Hudson in 1905: Part 33

The following is an excerpt from the booklet Illustrated Hudson, N.Y., published in 1905.

R. I. KINGMAN & COMPANY--Stoves, Etc. No. 557 Warren street. This concern is one of the recent additions to the general business interests of the city, but in its establishment of some three years' duration, has gained a decided success. The premises comprise a large store, well equipped with all the conveniences suited to the management of a business conducted on such an important scale. This store contains everything in the line of stoves, ranges, general hardware, cutlery, tinware, churns, copper, woodenware, dairy supplies, etc. Two shops flank the rear of the store, where all kinds of repair work is carried on. Special attention is called to the excellent line of plows on sale, leading among them the Columbia Chilled Plow. Mr. Kingman is a business man of great ability, and manages this store with a view to the best treatment of his patrons, giving them the benefits of the lowest prices for the most improved stock. Orders are attended to with care and promptness, and deliveries are made within the city limits.
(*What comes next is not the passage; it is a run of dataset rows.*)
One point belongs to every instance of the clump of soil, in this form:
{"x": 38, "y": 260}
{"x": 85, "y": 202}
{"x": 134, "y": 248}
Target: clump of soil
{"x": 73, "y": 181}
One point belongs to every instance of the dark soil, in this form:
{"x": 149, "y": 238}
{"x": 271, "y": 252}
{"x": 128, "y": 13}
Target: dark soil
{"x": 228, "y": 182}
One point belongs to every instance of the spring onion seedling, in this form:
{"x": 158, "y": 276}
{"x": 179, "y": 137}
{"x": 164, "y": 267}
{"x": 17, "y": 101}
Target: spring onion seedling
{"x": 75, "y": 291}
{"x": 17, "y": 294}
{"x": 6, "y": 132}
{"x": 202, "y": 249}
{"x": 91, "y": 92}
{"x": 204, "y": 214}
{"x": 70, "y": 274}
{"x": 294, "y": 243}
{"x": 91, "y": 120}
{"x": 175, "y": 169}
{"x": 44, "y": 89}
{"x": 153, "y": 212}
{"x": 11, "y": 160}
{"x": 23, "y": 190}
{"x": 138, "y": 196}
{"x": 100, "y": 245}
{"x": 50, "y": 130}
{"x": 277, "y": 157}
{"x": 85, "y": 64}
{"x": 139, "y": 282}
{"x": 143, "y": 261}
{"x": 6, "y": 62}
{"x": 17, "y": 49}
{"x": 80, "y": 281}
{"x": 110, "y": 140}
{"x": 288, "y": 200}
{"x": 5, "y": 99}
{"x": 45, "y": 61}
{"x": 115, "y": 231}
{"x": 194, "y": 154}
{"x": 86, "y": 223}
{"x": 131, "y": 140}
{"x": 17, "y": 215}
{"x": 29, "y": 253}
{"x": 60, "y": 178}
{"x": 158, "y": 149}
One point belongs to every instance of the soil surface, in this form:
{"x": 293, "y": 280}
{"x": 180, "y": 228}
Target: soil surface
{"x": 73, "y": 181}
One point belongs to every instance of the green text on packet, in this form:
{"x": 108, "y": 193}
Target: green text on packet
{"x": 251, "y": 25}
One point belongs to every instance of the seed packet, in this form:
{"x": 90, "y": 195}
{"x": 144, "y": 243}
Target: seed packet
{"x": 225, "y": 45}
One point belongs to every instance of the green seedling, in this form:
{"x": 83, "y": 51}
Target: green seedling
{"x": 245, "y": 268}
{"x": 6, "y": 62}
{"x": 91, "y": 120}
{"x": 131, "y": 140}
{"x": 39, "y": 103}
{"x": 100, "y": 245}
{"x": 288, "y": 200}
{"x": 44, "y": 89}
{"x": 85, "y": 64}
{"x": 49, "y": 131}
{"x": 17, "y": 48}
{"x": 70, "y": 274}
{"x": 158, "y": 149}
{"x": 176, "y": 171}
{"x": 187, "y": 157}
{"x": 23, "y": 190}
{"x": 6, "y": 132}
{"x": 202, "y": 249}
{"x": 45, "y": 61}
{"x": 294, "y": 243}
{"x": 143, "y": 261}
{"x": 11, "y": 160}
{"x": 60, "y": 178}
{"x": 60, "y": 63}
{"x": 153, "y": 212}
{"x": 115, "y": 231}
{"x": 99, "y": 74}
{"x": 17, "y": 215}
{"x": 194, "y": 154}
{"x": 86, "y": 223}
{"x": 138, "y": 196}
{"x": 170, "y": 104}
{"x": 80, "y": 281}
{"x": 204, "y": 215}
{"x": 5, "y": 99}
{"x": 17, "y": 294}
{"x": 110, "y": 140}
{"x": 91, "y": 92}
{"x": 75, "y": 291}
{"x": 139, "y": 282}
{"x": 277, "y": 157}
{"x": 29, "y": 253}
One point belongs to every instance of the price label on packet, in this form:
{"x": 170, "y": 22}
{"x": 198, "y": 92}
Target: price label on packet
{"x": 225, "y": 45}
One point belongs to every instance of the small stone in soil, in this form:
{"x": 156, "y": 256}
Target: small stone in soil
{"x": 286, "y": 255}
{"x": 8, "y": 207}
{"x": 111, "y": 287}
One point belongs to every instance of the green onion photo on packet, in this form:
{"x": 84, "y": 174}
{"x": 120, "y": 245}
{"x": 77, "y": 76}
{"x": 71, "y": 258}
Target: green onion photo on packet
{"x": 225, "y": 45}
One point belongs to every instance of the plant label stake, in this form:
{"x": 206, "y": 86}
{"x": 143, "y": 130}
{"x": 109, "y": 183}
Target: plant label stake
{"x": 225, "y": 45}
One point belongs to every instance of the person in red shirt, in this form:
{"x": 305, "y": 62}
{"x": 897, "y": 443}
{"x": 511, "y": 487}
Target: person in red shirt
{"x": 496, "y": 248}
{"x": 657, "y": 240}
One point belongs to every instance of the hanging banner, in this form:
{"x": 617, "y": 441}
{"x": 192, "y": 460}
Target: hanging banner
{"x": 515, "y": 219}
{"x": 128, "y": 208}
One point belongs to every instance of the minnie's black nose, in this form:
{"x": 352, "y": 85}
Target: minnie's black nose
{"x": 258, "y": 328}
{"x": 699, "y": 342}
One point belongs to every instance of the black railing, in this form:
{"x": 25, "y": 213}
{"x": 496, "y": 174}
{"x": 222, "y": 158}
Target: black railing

557 Warren Street today--someday to be Quadrille

Gossips Note: A search to discover information about the Columbia Chilled Plow discovered these two items for sale on eBay: a teacup, probably given by the company as a premium to its customers, and a trade card for the Columbia Chilled Plow.

 The trade card describes the Columbia Chilled Plow in this way: 
It is made entirely of the best quality selected Charcoal Iron. It is a model of perfection in shape. It is light in weight. It is very light draft. It clears perfectly in soil where other plows fail. It wears better than any other iron or chilled plow made. It prepares and pulverizes the soil. It runs level and steady, making it an easy plow to hold.
The Columbia Chilled Plow was manufactured at the Copake Iron Works.

The "chilled plow" was patented in 1868 by James Oliver, a Scottish immigrant who had settled in South Bend, Indiana. Oliver devised an ingenious method of cooling the wearing surfaces of a plow more quickly than the body of the plow. As a result, part of the plow that came in contact with the soil had a hard, glassy surface while the rest of the plow was tough iron.